Meski bisnis infrastruktur berkelanjutan menyumbang kurang dari separuh pendapatan konsolidasi pada FY2025, porsinya melonjak pada semester pertama 2026 menjadi 66,5 persen dari pendapatan konsolidasi, lebih dari dua kali lipat kontribusi batu bara yang sebesar 31,4 persen, membalikkan bauran yang setahun sebelumnya masih didominasi batu bara.

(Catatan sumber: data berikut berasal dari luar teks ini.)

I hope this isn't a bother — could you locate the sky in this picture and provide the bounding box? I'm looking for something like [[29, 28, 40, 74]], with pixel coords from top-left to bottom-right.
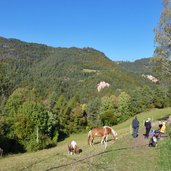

Sementara pengelolaan limbah menyumbang 61,2 persen pendapatan dan 92 persen EBITDA konsolidasi. Pendapatan dari ekosistem kendaraan listrik hampir tiga kali lipat secara tahunan. Laba kotor konsolidasi lebih dari dua kali lipat menjadi USD28,2 juta, dan arus kas operasi berbalik positif menjadi USD14,6 juta dari negatif USD31,6 juta pada periode yang sama tahun sebelumnya.
Penetapan saham berbasis hijau masih merupakan praktik yang terus berkembang di tingkat global. Nasdaq memperkenalkan penetapan pertama dari jenis ini di pasar Nordik pada 2021.
Sementara WFE menerbitkan Green Equity Principles pada 2023 sebagai kerangka global pertama untuk menetapkan saham tercatat sebagai saham hijau, dan sejak itu diadopsi oleh sejumlah bursa, meliputi B3 di Brasil pada 2024, kemudian Bursa Efek Filipina, dan kini BEI.
"Saat ini kurang dari 20 perusahaan tercatat di dunia yang memiliki penetapan tersebut, terkonsentrasi pada sektor teknologi bersih, utilitas, dan properti, sehingga menempatkan TBS dalam kelompok kecil secara global," ujar Iding.